Herzog, who studies the cellular and molecular basis of circadian rhythms in mammals, will test Li's method on circadian cells of mice.

The trio is part of a larger team who have already done some groundwork for this newly funded research. They began several years ago after they received a pilot grant from the Keck Foundation. Since then, they've gone on to test Li's method with an early group of chemical oscillators and with mice. That work was recently published in PNAS.

Li will use a three-year, $325,000 grant from the NSF to develop mathematical tools to sort through a large amount of time-series data from a dynamical system. Li equated this work to dynamic learning.

"In machine learning, it is generally required to have a lot of data — often static data — for an algorithm to output useful information and the performance of the algorithm may be highly sensitive to different data sets of the same sort," Li said. "There could be situations where an algorithm works for a particular data set, but not for another. In this project, we aim to take a rigorous mathematical treatment to look into and resolve these issues."

Li will develop novel data-driven methods for inference and learning of complex dynamical systems. Specifically, inspired by the ideas of geometry and topology and tools of computational algebra, Li will construct principled and computational methods to learn how a dynamical or a networked system propagates in time and to characterize the dynamical modes of this system using its time-series data. In this new research, he seeks to decode the complex dynamics of large-scale nonlinear systems and networks and use this decoding to facilitate the control and computational tasks for these systems.

"If I have a huge amount of data, I want to extract the important information and throw away the unwanted information," Li said. "I want to develop a universal method for simplifying complex data sets so that I can still gain the same amount of information I need from a reduced amount of data. In many cases, more data may not necessarily give you more information."
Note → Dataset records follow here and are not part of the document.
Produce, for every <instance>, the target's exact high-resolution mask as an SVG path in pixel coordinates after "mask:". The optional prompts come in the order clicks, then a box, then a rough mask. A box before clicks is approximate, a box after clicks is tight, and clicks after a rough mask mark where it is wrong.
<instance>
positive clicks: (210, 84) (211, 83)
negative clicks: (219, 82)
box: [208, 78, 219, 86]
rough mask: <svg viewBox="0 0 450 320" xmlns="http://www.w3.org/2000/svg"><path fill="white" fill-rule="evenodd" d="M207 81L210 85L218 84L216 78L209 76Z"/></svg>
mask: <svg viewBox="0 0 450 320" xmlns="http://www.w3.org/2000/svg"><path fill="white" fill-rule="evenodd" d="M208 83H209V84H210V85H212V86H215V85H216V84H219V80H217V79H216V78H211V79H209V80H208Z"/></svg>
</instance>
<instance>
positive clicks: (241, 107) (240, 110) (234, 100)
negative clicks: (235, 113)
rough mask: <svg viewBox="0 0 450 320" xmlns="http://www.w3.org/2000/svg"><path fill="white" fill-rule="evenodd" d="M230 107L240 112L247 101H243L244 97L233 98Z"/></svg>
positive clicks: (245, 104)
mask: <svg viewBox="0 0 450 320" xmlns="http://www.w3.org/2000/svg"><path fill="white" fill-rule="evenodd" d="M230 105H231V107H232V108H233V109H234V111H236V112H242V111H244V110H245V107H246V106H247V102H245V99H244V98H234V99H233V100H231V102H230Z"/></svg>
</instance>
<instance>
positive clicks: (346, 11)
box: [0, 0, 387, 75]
In parallel with this data-inspired research, Li received another grant from the NSF to conduct theoretical work with co-investigator Shen Zeng, assistant professor of electrical & systems engineering. The three-year, $300,000 grant will allow them to learn how best to control and manipulate population systems, which are prevalent in nature, engineered infrastructure and human society, such as neurons in the brain, power grids, robot swarms or social networks. But it is a daunting task, the researchers said.
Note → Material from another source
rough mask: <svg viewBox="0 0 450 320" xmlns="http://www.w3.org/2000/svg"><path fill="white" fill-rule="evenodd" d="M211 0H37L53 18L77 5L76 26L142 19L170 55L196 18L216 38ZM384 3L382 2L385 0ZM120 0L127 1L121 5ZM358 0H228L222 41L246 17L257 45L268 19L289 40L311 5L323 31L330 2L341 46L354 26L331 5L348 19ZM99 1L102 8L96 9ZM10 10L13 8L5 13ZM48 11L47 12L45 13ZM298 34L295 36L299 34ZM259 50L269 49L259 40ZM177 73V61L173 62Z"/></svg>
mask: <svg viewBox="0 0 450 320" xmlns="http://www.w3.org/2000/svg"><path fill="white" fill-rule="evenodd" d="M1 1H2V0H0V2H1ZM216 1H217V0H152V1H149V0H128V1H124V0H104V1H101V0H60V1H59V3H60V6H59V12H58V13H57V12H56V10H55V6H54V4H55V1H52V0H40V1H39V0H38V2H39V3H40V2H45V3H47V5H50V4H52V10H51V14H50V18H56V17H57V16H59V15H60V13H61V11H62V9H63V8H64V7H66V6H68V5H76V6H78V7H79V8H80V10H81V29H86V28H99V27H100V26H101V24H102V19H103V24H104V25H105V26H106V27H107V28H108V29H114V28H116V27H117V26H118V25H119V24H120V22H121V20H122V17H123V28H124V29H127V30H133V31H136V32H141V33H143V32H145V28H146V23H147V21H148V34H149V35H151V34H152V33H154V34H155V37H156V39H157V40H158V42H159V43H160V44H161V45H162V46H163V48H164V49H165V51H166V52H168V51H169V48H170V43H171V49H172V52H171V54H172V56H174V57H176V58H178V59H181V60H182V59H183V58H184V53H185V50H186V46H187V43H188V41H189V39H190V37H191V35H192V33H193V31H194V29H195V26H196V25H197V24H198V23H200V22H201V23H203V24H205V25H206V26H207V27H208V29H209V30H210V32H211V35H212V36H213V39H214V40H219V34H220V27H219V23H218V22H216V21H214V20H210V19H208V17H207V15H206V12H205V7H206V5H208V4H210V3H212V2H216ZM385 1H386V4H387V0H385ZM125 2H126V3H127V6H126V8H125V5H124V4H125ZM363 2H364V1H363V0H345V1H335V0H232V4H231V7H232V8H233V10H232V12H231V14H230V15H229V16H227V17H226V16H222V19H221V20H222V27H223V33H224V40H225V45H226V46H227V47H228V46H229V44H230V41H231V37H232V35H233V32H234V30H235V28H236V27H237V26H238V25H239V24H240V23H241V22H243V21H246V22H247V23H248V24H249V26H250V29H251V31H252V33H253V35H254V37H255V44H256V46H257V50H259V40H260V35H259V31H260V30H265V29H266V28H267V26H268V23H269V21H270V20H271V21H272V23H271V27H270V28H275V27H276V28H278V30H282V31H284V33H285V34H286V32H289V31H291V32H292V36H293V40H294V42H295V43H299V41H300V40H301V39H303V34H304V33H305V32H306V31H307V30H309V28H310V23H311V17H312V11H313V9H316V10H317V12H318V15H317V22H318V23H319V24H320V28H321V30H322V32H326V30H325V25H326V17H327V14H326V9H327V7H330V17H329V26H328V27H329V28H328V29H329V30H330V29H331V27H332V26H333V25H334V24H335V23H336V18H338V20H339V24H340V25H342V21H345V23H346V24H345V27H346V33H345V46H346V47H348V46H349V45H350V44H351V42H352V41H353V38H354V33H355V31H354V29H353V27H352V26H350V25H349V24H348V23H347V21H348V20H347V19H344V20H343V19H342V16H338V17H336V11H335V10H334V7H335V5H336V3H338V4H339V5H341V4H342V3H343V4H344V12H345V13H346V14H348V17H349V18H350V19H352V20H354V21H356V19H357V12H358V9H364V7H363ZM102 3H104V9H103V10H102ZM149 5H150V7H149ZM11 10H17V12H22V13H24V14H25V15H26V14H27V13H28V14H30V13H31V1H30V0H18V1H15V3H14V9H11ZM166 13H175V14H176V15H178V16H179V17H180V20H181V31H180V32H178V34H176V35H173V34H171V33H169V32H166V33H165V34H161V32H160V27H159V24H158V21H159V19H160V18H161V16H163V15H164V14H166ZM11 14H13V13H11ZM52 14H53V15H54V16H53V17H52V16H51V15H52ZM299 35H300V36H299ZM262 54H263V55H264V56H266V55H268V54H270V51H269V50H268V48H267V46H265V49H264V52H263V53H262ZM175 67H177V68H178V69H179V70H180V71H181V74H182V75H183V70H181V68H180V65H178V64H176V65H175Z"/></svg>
"When you try to manipulate such populations, you have many systems, and it's virtually impossible to individually address a particular system," Zeng said. "When we do something like this, every other system in the population receives the same signal. Having to orchestrate this population of a bunch of systems and only having one voice is a very difficult coordination task."
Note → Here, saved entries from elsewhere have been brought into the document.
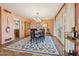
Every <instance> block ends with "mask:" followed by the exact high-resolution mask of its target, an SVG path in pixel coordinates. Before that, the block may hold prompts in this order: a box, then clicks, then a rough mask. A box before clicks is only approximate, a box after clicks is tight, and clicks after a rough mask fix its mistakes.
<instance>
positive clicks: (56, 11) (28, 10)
mask: <svg viewBox="0 0 79 59" xmlns="http://www.w3.org/2000/svg"><path fill="white" fill-rule="evenodd" d="M0 5H2V6H5V7H7V8H9V9H11V10H12V11H14V12H15V13H17V14H20V15H21V16H24V17H27V18H33V17H34V16H35V15H36V13H37V12H39V15H40V17H41V18H44V19H50V18H52V17H54V16H55V15H56V14H57V12H58V11H59V10H60V8H61V6H62V5H63V4H62V3H3V4H0Z"/></svg>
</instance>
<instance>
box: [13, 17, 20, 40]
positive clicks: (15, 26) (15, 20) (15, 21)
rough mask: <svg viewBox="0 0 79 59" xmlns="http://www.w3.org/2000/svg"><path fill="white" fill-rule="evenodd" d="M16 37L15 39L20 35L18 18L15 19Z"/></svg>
mask: <svg viewBox="0 0 79 59" xmlns="http://www.w3.org/2000/svg"><path fill="white" fill-rule="evenodd" d="M14 37H15V39H19V37H20V20H19V19H17V18H15V19H14Z"/></svg>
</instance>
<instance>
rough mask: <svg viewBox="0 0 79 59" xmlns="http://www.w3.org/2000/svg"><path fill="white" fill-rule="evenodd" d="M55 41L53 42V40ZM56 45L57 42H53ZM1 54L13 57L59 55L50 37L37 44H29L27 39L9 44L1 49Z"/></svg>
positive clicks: (50, 37) (25, 38)
mask: <svg viewBox="0 0 79 59" xmlns="http://www.w3.org/2000/svg"><path fill="white" fill-rule="evenodd" d="M54 41H55V40H54ZM55 43H57V42H55ZM2 50H3V52H4V53H3V52H2V51H1V52H2V53H0V55H15V56H17V55H18V56H19V55H22V56H24V55H25V56H26V55H29V56H31V55H33V56H43V55H45V56H46V55H47V56H49V55H60V53H59V51H58V50H57V47H56V45H55V44H54V42H53V39H52V37H50V36H46V39H45V40H44V41H43V42H41V43H38V44H35V43H32V44H30V41H29V37H28V38H24V39H22V40H20V41H17V42H15V43H13V44H10V45H8V46H6V47H5V48H3V49H2Z"/></svg>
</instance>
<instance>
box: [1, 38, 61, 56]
mask: <svg viewBox="0 0 79 59" xmlns="http://www.w3.org/2000/svg"><path fill="white" fill-rule="evenodd" d="M54 43H55V45H56V47H57V50H58V51H60V49H61V48H62V46H60V45H61V44H60V43H58V41H57V40H56V39H54ZM13 44H14V43H13ZM58 47H59V48H60V49H59V48H58ZM61 52H62V50H61V51H60V53H61ZM61 54H62V53H61ZM0 55H15V56H17V55H18V56H20V55H23V56H28V55H29V56H31V55H33V54H32V53H27V52H26V53H24V52H16V51H12V50H7V49H1V50H0Z"/></svg>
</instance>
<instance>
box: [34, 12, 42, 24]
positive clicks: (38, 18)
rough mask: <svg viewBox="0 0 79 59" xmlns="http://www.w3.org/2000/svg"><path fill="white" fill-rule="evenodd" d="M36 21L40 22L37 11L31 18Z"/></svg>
mask: <svg viewBox="0 0 79 59" xmlns="http://www.w3.org/2000/svg"><path fill="white" fill-rule="evenodd" d="M33 19H34V20H35V21H36V22H41V19H40V17H39V12H37V13H36V16H35V17H34V18H33Z"/></svg>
Li and Zeng will build on their preliminary work in ensemble control to build a unified theoretical framework that is able to describe and tackle this set of related problems in populations in a coherent way.

"Our approach is an abstract one that tries to leverage the unified mathematical framework to bring into these vastly different fields," Zeng said. "If we could get insight into the fundamentals, understanding a specific case in one field could develop a strategy that could apply to another."

The McKelvey School of Engineering at Washington University in St. Louis promotes independent inquiry and education with an emphasis on scientific excellence, innovation and collaboration without boundaries. McKelvey Engineering has top-ranked research and graduate programs across departments, particularly in biomedical engineering, environmental engineering and computing, and has one of the most selective undergraduate programs in the country. With 165 full-time faculty, 1,420 undergraduate students, 1,614 graduate students and 21,000 living alumni, we are working to solve some of society’s greatest challenges; to prepare students to become leaders and innovate throughout their careers; and to be a catalyst of economic development for the St. Louis region and beyond.